Saint-Laurent-la-Vernède (/fr/; Sent Laurenç de la Verneda) is a commune in the Gard department in southern France.

==History==
You must go back to the year 1122 to discover the name of St. Laurent on a document: "villa Sancti Laurentii."

In the early 13th century, Brémond I, Raimond I, and Elzias I, members of the house of Uzès, were the first known lords of Saint Laurent.

The fort of St. Laurent la Vernède was built, starting in June 1445, by several prominent families of the village. In 1446, they signed a contract before a notary that assured them certain spaces in the fort, depending on their contribution to the construction of the walls or "barris." They also demanded the right to build houses inside it, which would be sheltered from the frequent wars of the period.

The church, which certainly dates from the 12th century, became Protestant during the 16th and 17th centuries. The Protestants of the neighboring villages who had no church of their own came to St. Laurent, following the path of the Huguenots whose name has remained in our collective memory.

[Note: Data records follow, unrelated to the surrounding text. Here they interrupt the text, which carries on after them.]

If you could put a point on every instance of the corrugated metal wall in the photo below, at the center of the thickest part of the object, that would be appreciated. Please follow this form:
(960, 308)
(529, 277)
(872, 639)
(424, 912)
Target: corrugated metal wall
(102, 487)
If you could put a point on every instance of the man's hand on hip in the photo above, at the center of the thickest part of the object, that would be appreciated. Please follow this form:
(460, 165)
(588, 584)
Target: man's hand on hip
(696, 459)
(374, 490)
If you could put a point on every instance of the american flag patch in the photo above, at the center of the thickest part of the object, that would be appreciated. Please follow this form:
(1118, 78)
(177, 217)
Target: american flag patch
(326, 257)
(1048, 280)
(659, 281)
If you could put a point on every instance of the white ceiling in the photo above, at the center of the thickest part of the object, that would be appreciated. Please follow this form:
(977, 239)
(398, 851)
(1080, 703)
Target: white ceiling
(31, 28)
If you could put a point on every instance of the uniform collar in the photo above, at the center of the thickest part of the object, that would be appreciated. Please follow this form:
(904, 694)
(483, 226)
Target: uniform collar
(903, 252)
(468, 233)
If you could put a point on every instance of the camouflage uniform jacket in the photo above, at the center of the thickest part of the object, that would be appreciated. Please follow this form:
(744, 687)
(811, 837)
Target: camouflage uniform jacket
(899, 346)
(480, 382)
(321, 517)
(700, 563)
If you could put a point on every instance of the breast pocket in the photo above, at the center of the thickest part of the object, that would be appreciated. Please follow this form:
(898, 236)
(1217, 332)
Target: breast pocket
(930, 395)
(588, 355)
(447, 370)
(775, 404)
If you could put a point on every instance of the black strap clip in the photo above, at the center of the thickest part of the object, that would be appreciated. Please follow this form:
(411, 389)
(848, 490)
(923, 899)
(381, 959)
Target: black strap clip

When the Edict of Nantes was revoked, the Protestant church became Catholic once again. All the rights granted to Protestants by Henri IV were taken away by Louis XIV, and Protestants were also forced to abjure their religion.

1746 marks the beginning of a court case that lasted until the Revolution. It opposed Joseph de Thomas, known as "le Grand Joseph," primicier of Avignon, to the community over the communal forests.

The case was finished, after 42 years, on 22 July 1788, by an agreement that gave the lord a fourth of the timber cut in the forest. But it was no longer time for legal proceedings; the people of St. Laurent had something else to contend with: the Revolution.